Anti-PD-L1 is first maintenance therapy for advanced urothelial cancer on the PBS

GU cancer

By Mardi Chapman

29 Sep 2022

Avelumab (Bavencio) will be added to the PBS from 1 October as the first maintenance therapy for advanced urothelial carcinoma.

The anti-PD-L1 monoclonal antibody was recommended “for the maintenance treatment of Stage III or Stage IV urothelial carcinoma in patients whose disease has not progressed following first-line platinum-based chemotherapy” at the March 2021 PBAC meeting [link here].

“The PBAC considered that the appropriate comparator would be best supportive care with subsequent therapy with pembrolizumab on progression. The PBAC considered that, while the magnitude of the incremental benefit of the use of maintenance avelumab versus initiation of pembrolizumab on disease progression was uncertain, it was likely avelumab in this context would offer benefit to some patients.”

The decision follows the phase III JAVELIN Bladder 100 trial which randomised 700 patients with locally advanced or metastatic urothelial carcinoma who had not progressed following first-line, platinum-based chemotherapy to maintenance treatment with avelumab plus best supportive care versus best supportive care alone.

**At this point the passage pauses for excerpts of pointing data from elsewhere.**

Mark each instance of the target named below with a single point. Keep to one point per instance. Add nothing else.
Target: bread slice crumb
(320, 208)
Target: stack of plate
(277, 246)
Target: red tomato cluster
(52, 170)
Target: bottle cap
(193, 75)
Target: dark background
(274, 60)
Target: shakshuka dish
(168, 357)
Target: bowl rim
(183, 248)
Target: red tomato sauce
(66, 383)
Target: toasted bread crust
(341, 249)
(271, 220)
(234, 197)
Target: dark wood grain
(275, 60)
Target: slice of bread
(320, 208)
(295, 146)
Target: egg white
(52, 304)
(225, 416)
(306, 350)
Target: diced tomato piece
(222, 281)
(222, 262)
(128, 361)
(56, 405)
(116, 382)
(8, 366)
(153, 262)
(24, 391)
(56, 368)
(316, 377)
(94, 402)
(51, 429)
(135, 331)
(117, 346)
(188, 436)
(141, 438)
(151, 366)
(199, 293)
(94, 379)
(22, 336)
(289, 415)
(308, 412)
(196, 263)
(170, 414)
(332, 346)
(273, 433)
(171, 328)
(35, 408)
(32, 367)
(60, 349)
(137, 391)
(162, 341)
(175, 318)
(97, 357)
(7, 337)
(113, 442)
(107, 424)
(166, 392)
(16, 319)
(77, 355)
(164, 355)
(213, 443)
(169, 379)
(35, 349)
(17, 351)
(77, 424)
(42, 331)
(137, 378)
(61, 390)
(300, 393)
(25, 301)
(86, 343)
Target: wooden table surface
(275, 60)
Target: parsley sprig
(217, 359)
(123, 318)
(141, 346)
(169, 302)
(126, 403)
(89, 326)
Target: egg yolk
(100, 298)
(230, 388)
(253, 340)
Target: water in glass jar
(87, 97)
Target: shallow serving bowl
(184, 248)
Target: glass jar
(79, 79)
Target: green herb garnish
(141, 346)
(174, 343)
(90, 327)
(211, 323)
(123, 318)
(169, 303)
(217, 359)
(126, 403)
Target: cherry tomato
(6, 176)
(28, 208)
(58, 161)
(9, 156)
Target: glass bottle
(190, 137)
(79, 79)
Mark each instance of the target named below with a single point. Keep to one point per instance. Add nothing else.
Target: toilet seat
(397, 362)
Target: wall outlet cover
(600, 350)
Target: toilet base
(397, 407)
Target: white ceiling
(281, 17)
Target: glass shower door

The study, published in the NEJM [link here], found overall survival at 1 year was 71.3% in the avelumab group and 58.4% in the control group (median overall survival, 21.4 months vs. 14.3 months; hazard ratio for death, 0.69; 95% confidence interval [CI], 0.56 to 0.86; P=0.001).

Associate Professor David Pook, from Monash Health and Holmesglen Private Hospital, said the survival benefit of avelumab as first-line maintenance therapy versus best supportive care was clear.

“We are now moving from watch and wait following chemotherapy to active therapy to prevent cancer progression,” he said.

“When bladder cancer progresses, some patients become too sick to receive further treatment, so moving directly to maintenance improves the proportion of patients who receive both chemotherapy and immunotherapy.”

“As the first checkpoint inhibitor to show a survival advantage as maintenance therapy for locally advanced or metastatic urothelial cancer, Bavencio is now the standard-of-care for patients who complete chemotherapy without progression,” he said.